2.2.2. Sübjektif Ulus Anlayışı
Bu anlayış Fransız millet anlayışı olarak da adlandırılmaktadır. Bu anlayışa göre ulus birtakım sübjektif bağlar ile birbirlerine bağlanmış insanların oluşturduğu bir topluluktur. Bu bağlar manevi nitelikte olan birtakım duygu ve düşünceden oluşmaktadır. Jules Michelet (1789-1874), De Fustel de Coulanges (1830-1889) ve Ernest Renan (1823-1892) gibi düşünürler tarafından temellendirilmiştir. Ancak bu görüş hemen hemen Ernest Renan ile özdeşleşmektedir. [26]
Bu anlayış ilk defa Ernest Renan (1823-1892) tarafından 11 Mart 1882 tarihinde Sorbonne’da verdiği “Millet Nedir” isimli konferansta ortaya atılmış ve savunulmuştur. [27]
Bu görüşe göre; ulusu oluşturan insanları birbirine bağlayan bu sübjektif bağlar arasında, mazi, hatıra, amaç, ideal, istikbal, ülkü birliği gibi hususların yer aldığı savunulmuştur. [28] Geçmişte yaşanılan ortak acılar veya birlikte kazanılan başarılar ortak amaca varmak için mücadeleler, ortak tehlikelere karşı birlikte karşı koymak isteği gibi faktörler insanları birbirine bağlar ve ulusu oluşturur. [29]

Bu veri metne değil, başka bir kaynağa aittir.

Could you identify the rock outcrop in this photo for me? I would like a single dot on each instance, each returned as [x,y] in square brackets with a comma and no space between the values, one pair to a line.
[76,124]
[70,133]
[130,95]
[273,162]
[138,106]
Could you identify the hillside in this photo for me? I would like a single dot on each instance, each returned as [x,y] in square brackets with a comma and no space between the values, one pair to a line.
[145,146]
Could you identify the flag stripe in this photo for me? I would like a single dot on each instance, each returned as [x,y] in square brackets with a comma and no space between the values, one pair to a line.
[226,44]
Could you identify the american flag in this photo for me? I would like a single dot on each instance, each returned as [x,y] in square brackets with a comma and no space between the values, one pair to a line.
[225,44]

Ernest Renan, ulusun objektif faktörlerle oluştuğu düşüncesini reddetmektedir. Yazara göre, “İnsan ne ırkının, ne dilinin, ne dininin, ne de nehirlerin izlediği yolun, ne de sıradağların yönünün esiridir. Temiz ruhlu ve sıcak kalpli insanların bir araya gelmesi manevi bir şuur yaratır, buna ulus denir”. [30]
Ernest Renan ulusu açıkça bir ruh, bir manevi prensip olarak tanımlamıştır. [31] Bu ruh ya da manevi ilke biri geçmişte öteki ise içinde yaşanılan zamanda bulunan iki unsurun birleşmesiyle oluşmaktadır. Bu unsurlardan birincisi zengin bir hatıra mirasına sahip olmaktır. Bu unsurla Renan’ın kastettiği şey tarihten ziyade milli bir mitoloji yani geçmişin ululuklarını kurtaracak ve geçmişte yaşanan güçlükleri kutsayacak bir bakış açısıdır. [32] Geçmişte yaşanılan ortak acılar veya birlikte kazanılan zaferler insanları birbirine bağlar. Bu unsurlardan ikincisi ise birlikte yaşama ve olabildiğinde çok ortak miras yaratma isteğidir. Bu ikinci unsurda amaç, mefkûre, istikbal, ülkü birliği gibi hususlar yer almaktadır. [33]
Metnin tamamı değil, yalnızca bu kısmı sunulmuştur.